There are still quite a number of typos and grammatical errors, some are listed below.

Add space between number and unit (e.g. 0.1 mg) - it is inconsistent throughout the manuscript

Line 52 - extra “t”

Line 68 - Date not shown - it was supposed to be “data not shown”?

Line 90 - “neuron activation” rather than “excitability of neuron”

Line 177- Should not end the sentence with “to act”

Line 215 - “paroral”?

Line 226 - grammar incorrect (“is activates”)

Line 350 - "Two-way ANOVA" (singular)

Author Response

1. Is there a reason that Supplementary Figure 1 is not moved to the main figure? Are OXT KOs expected to already have higher baseline food intake than WT controls? Is the general increase in food intake/BW expected? Overall, I recommend this Supplementary Figure is moved to the main Figure 5.

Thank you for your valuable comments. We felt that data would be duplicated. However, in the latest current version, Supplemental Figure 1 has been moved to Figure 5B.

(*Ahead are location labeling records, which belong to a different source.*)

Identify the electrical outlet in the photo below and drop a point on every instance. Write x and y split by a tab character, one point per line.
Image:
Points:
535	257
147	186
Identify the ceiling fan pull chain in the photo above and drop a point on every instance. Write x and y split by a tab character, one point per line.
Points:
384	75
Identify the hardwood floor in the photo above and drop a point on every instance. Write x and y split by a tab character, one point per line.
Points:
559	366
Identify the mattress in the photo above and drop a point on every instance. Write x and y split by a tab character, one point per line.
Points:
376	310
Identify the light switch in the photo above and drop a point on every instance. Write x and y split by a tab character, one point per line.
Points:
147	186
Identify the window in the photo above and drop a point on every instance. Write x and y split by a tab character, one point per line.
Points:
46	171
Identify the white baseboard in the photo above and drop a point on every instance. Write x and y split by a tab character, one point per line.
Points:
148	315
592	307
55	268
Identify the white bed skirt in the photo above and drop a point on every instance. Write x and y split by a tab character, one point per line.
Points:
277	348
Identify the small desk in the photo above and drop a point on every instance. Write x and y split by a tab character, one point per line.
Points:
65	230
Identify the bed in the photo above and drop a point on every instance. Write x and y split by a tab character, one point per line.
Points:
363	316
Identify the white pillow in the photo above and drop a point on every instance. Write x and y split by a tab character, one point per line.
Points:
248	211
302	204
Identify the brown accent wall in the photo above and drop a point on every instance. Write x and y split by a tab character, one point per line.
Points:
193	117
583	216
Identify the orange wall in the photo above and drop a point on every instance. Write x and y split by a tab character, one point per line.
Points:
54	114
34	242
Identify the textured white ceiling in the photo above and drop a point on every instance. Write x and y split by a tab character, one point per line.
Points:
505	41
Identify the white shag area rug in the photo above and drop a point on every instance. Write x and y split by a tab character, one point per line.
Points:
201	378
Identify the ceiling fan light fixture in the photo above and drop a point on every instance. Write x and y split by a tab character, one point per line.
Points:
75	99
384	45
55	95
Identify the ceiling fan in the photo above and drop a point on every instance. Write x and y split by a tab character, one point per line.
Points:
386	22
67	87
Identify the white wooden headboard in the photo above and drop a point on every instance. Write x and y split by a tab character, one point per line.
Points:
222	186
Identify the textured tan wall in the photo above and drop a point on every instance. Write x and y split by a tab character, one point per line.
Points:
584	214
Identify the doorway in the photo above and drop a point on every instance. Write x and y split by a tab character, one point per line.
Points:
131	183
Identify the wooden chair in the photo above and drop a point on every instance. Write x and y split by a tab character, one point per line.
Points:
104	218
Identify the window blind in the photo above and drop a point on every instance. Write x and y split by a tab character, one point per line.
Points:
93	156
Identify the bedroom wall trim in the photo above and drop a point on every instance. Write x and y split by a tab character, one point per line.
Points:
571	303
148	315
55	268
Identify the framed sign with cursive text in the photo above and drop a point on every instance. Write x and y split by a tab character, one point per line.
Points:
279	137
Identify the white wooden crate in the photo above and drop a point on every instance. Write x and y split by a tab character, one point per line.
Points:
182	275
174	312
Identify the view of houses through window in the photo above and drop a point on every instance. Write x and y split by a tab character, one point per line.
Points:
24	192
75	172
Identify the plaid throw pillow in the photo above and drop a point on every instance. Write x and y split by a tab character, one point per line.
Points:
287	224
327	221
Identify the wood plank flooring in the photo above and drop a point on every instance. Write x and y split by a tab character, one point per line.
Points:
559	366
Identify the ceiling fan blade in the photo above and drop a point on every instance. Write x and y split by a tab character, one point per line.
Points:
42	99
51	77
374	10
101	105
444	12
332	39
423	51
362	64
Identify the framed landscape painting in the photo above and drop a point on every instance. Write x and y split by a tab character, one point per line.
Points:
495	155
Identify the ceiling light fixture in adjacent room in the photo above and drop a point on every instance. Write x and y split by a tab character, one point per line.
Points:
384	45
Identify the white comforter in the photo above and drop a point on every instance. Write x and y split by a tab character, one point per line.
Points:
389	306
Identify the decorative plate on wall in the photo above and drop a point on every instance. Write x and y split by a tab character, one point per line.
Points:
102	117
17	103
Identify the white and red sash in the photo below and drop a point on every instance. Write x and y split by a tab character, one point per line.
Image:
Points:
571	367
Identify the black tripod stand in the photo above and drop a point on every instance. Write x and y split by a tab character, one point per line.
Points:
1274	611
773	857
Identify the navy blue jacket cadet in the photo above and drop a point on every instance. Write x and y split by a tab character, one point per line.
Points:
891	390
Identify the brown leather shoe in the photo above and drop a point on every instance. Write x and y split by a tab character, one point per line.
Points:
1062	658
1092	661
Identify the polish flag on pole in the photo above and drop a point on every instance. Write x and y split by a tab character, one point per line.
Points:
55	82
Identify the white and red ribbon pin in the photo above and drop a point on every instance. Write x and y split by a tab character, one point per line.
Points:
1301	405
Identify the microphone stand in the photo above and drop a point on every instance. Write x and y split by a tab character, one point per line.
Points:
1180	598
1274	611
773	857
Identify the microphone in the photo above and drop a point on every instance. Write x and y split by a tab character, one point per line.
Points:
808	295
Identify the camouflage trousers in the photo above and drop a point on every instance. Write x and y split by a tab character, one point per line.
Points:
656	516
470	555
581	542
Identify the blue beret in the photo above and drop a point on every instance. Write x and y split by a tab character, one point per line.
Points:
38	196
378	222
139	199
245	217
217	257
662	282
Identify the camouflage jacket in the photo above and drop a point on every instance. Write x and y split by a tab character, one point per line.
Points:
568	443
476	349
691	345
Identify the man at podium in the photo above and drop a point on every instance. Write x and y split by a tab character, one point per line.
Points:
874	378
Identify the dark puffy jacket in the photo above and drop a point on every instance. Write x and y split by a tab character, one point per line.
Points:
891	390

2. There are still quite a number of typos and grammatical errors, some are listed below.

We apologize for our mistake. We have carefully corrected the manuscript again.

Reviewer 2 Report

The revised paper could be agreeable for publishing to the journal.

Author Response

Thank you for your valuable comments and agreement with the manuscript. We will further expand our research in the future.